ElHelo a été contraint de licencier 40 de ses 75 employés à Gaza, et il en recrute d’autres en Cisjordanie pour compenser ces licenciements.

« En raison du siège contre Gaza, » explique-t-il, « nous déplaçons de plus en plus nos activités en Cisjordanie. Là nous investissons pour un véritable enjeu, nous construisons une grande implantation pour notre compagnie. Nous augmenterons notre investissement en Cisjordanie jusqu’à ce que le siège de Gaza soit levé, puis nous développerons à nouveau nos activités à Gaza. Et en ce qui concerne Gaza, il n’y aura pas toujours un blocus, aussi nous prévoyons que ce siège sera bientôt levé. Et une grande porte sur le monde Arabe sera ouverte par Rafah, et alors nous redéploierons nos moyens à Gaza. »

ElHelo témoigne que le blocus actuel de Gaza est pire que les fermetures du passé : « Lors des fermetures passées Israël s’engageait, relativement, à permettre ... aux produits à but humanitaire d’entrer dans Gaza, et [autorisait] des exportations. Mais aujourd’hui, avec le siège qui dure depuis 11 mois, ils ne distinguent pas les biens à but humanitaire et non-humanitaire... Nous faisons face à ce problème par exemple pour l’importation d’eau minérale. Il n’y a pas une bouteille d’eau minérale à Gaza. Ce produit est utilisé pour faire le lait du bébé avec de la poudre. Il est interdit depuis juin 2007. C’est un problème pour la santé des enfants en bas âge. »

Interrogé pour savoir s’il pensait que la bande de Gaza se séparait de plus en plus de la Cisjordanie, il a répondu : « Effectivement oui. Physiquement les gens ne peuvent pas sortir de Gaza, et personne ne peut rendre visite à quiconque dans Gaza, et les gens à Gaza souffrent des pressions et agressions israéliennes, aussi les gens sont focalisés sur d’autres questions que continuer à voir des amis et des parents en Cisjordanie et à l’extérieur [des Territoires Occupés. »

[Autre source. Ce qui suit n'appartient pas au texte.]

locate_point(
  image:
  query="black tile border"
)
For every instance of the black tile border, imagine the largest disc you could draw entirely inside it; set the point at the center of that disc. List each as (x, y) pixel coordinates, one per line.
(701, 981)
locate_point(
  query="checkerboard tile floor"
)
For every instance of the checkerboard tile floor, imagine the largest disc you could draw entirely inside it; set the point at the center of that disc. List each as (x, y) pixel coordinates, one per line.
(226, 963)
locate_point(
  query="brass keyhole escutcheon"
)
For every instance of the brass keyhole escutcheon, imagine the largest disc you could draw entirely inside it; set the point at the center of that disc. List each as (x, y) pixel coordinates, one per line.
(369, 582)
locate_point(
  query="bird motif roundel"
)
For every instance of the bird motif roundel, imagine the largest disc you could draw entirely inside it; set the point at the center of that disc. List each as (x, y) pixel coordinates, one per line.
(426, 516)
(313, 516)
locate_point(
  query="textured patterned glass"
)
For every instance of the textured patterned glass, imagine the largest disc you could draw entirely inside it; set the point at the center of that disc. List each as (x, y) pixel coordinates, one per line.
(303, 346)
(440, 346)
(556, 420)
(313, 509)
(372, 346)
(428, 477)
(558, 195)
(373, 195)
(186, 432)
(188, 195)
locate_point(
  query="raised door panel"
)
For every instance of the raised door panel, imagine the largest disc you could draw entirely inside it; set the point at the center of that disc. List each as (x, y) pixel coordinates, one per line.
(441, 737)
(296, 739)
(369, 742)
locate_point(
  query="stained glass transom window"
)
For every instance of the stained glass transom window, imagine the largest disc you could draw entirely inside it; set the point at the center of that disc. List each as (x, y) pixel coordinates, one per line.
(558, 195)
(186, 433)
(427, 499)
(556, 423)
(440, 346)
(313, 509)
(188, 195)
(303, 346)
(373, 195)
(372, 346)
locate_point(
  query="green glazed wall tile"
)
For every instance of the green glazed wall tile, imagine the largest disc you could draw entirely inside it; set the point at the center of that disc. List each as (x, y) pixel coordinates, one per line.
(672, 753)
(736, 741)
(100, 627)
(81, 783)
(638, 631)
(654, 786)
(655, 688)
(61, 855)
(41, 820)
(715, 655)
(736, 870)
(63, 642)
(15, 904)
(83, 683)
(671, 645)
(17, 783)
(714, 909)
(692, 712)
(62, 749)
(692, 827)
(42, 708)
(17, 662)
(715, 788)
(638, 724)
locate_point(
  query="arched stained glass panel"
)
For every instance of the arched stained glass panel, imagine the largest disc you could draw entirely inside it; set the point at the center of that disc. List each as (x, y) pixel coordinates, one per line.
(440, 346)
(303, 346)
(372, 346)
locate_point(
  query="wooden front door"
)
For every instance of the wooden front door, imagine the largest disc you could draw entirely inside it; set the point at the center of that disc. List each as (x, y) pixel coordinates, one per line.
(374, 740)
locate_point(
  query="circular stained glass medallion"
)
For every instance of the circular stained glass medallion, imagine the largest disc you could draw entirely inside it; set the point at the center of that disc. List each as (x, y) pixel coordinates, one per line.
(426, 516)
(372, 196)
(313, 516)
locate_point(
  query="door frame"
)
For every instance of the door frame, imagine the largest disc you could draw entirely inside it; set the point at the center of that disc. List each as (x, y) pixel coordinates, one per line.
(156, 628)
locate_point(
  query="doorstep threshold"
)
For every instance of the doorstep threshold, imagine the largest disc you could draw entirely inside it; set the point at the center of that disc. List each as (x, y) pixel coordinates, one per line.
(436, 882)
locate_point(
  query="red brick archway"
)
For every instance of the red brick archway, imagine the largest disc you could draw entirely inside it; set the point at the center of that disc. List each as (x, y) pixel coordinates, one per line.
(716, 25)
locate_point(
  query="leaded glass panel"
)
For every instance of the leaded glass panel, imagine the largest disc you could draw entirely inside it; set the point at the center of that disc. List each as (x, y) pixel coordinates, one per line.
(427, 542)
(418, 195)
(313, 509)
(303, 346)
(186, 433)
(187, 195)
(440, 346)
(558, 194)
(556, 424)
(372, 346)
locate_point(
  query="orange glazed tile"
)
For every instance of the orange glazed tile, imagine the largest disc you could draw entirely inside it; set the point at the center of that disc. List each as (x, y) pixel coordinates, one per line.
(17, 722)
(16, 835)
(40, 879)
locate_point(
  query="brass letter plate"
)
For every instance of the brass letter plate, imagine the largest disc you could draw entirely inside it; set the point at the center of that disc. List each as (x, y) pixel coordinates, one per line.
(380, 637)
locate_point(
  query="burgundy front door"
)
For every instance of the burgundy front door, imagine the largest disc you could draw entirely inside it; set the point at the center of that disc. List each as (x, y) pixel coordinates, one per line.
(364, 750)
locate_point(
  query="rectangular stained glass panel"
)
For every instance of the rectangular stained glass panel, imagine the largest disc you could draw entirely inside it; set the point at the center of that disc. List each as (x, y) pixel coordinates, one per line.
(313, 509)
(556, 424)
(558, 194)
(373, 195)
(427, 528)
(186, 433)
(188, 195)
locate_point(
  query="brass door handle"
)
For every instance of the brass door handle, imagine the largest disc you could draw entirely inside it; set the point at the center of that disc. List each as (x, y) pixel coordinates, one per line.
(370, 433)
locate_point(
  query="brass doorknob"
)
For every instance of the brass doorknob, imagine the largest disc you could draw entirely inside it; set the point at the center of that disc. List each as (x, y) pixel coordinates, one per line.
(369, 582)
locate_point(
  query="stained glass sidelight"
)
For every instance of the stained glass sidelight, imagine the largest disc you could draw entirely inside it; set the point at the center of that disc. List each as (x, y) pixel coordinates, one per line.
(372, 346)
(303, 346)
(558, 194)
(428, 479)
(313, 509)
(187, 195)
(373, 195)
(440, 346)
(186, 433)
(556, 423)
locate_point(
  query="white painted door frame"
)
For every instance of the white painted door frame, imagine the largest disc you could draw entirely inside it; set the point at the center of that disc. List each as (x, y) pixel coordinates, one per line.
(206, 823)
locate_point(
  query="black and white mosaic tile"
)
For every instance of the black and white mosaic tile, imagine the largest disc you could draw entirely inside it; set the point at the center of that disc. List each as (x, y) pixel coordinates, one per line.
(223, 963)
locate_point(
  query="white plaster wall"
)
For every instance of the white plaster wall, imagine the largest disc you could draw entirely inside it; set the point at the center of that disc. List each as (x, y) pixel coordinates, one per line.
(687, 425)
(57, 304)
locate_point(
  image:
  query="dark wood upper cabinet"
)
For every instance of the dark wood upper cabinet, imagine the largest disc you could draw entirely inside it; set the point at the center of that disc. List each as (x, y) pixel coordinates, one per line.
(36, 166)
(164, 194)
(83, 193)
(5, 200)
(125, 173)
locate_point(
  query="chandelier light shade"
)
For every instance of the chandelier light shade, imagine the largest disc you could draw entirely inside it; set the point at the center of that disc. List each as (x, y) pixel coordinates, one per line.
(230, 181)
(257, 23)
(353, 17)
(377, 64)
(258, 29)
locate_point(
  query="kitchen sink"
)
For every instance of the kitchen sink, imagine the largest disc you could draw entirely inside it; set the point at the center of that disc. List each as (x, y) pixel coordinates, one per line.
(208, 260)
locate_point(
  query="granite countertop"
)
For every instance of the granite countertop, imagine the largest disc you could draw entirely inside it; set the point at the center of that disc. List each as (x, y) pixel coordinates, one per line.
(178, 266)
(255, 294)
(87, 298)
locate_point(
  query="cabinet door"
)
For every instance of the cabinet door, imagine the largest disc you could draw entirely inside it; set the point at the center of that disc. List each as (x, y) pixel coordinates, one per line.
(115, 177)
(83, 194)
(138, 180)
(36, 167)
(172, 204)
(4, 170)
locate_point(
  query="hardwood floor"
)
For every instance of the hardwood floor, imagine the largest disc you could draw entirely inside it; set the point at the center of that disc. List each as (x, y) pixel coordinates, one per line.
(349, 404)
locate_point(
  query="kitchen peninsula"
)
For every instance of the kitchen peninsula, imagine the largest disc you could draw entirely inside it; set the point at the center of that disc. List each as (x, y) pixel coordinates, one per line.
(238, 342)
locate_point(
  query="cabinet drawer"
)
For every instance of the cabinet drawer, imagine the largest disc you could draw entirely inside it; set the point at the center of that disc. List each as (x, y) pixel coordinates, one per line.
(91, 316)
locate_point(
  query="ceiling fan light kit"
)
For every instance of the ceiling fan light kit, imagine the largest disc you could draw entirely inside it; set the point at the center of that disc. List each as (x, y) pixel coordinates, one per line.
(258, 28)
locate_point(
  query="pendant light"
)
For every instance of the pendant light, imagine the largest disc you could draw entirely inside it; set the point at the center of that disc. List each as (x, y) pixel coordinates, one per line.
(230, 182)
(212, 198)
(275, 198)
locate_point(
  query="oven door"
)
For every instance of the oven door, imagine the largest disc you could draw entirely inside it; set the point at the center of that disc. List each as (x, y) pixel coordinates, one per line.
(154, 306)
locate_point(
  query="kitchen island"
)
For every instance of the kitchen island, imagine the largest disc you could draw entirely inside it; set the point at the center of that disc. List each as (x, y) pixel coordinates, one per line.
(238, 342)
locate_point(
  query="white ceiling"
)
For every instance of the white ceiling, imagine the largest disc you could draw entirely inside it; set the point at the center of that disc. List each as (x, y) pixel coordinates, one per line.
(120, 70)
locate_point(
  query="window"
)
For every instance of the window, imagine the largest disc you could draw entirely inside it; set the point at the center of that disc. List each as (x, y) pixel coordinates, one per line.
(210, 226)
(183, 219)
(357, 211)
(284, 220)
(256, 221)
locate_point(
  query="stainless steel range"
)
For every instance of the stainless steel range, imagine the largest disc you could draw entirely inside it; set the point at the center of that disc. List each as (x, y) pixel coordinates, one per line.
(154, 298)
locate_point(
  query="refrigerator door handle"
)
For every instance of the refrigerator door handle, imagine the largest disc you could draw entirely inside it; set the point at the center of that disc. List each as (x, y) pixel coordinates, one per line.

Mais ElHelo était plein d’espoir pour une reprise économique dans la bande de Gaza : « À Gaza, le siège affecte l’économie, mais ceci ne durera pas éternellement. Les ressources humaines sont toujours là, à Gaza et en Cisjordanie. Je crois que le capital de la Palestine, ce n’est ni du pétrole ni de l’or, mais ses atouts humains.
« Le capital, l’ argent peuvent être prêtés depuis n’importe quelle partie du monde. Des machines peuvent être importées. Des matières premières peuvent également être importées, mais les capitaux humains, ce n’est pas aussi aisé. Et il est là, à Gaza.

« Nous nous attendons, à Gaza, à ce que la frontière de Rafah soit tôt ou tard ouverte. Alors une porte vers le monde, sans interruptions à cause des Israéliens, sera disponible. Ce futur est proche, et les opportunités accumulées à Gaza seront alors libérées. »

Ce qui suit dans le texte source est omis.